Мы спустились из долины. Почти на опушке леса, в соседстве с поселком Инари, мы прошли мимо ограды в виде высокого палисадника из стволов белой березы.
— Это Голгофа оленей, — сказал Курт Франц. — Осенний обряд забоя оленей — это нечто вроде Пасхи лапландцев, он напоминает жертвоприношение Агнца. Олень — это Христос лапландцев.

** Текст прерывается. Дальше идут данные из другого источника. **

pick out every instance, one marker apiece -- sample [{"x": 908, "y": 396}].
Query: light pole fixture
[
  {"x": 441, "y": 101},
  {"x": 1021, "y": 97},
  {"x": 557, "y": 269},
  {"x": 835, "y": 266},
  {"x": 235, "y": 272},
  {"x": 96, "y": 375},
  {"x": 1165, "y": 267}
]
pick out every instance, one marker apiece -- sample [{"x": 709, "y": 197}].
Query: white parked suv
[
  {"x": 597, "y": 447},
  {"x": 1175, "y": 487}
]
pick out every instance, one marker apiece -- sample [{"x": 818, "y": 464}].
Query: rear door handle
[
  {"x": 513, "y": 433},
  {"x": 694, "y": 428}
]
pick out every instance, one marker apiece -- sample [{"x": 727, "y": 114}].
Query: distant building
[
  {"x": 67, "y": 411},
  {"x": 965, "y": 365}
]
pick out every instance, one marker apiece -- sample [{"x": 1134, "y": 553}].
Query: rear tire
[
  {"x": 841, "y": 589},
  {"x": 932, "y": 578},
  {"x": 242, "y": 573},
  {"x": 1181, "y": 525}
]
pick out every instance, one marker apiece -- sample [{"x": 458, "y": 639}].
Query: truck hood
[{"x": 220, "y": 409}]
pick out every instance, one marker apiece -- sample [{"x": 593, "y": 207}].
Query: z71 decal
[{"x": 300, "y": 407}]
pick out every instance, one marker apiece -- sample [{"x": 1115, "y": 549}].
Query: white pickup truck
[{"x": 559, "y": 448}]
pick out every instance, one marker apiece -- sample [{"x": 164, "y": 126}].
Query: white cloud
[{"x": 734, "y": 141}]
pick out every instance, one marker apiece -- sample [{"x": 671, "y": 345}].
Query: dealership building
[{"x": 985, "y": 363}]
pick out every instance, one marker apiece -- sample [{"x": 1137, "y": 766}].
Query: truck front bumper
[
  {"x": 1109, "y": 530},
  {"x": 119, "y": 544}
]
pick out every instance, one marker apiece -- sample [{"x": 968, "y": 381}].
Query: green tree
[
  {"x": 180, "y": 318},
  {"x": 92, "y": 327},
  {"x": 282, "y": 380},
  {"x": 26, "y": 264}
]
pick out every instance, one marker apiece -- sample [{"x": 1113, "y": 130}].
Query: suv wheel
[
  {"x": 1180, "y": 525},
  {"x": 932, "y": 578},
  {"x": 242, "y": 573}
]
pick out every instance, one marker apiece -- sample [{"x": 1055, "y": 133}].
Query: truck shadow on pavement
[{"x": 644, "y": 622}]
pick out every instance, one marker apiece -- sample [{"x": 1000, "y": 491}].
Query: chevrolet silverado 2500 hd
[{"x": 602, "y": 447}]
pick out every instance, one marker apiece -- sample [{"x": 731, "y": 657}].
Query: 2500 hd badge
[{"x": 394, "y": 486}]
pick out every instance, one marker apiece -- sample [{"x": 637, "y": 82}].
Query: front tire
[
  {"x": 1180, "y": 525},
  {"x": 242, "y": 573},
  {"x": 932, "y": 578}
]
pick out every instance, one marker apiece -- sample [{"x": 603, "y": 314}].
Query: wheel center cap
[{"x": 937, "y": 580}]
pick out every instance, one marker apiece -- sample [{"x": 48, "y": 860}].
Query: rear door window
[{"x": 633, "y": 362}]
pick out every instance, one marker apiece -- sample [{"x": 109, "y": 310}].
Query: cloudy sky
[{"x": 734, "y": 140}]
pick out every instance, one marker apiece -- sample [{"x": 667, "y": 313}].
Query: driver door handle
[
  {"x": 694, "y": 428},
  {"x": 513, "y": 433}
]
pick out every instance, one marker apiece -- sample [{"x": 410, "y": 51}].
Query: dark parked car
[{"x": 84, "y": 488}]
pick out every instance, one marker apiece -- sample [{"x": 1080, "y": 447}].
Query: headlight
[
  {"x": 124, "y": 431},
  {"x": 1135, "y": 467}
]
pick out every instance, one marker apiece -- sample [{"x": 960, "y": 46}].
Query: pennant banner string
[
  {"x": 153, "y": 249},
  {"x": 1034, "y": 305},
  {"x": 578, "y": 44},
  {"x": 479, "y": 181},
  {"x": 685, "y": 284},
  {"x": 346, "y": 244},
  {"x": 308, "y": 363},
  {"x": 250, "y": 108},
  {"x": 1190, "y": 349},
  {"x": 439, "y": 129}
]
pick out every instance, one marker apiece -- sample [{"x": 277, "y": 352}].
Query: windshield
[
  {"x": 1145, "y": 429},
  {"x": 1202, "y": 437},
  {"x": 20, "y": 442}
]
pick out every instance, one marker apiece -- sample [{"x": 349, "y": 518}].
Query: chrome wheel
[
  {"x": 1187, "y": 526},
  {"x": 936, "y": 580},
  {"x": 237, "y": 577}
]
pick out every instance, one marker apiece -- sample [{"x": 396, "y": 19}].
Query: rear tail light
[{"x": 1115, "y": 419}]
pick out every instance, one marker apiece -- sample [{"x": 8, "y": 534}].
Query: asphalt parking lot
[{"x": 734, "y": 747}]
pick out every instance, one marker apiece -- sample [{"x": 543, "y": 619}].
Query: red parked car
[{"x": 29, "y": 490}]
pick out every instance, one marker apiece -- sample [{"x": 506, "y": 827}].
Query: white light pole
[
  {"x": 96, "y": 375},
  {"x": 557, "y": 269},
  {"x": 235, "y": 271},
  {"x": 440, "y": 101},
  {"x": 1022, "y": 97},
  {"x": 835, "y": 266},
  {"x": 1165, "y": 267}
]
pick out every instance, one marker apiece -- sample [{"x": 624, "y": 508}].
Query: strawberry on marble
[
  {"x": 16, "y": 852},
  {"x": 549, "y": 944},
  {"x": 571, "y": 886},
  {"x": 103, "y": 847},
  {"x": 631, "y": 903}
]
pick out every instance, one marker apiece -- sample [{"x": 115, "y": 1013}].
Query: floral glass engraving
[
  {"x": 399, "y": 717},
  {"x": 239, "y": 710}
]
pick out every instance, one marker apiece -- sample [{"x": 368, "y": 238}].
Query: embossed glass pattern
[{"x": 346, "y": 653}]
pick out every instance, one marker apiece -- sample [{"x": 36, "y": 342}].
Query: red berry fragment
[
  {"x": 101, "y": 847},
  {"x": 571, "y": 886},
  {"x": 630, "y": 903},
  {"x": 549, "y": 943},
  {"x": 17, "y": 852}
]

Мы вошли в эту просторную ограду, и в холодном резком свете, падающем на траву, перед моими глазами предстал необычный, удивительный лес: это были тысячи и тысячи оленьих рогов, то фантастически нагроможденных, то редких и местами одиноких, как костяные кусты. Легкий зеленоватый, желтый и красный мох покрывал наиболее старые из них. Многие рога были молодыми, нежными, и твердая костяная кора еще не покрыла их. Одни были плоскими и широкими, с симметричными отростками, другие напоминали своей формой ножи: можно было думать, что это стальные лезвия, торчащие из-под земли. С одной стороны, у ограды, были свалены тысячи и тысячи оленьих черепов, напоминавших по своей форме ахейские [633] каски, с пустыми треугольными орбитами в твердой лобовой части, белой и гладкой. Все эти рога походили на стальные доспехи воинов, павших на поле битвы. И притом вокруг не было никаких следов битвы: порядок, спокойствие, мир, глубокий и торжественный. Порыв ветра пронесся по лугу, зашуршав пучками травы, выросшей между неподвижными костяными деревьями этого необыкновенного леса.
633
Ахейцы — одно из основных древнегреческих племен, обитавшие в Фессалии с начала 2-го тысячелетия до н. э. и на Пелопоннесе. Государства ахейцев: Микены, Пилос и др. участвовали в Троянской войне. В XII в. до н. э. вытеснены дорейцами в Малую Азию, на Кипр и другие острова на севере Пелопоннеса (область получила название Ахайя). (Примеч. сост.).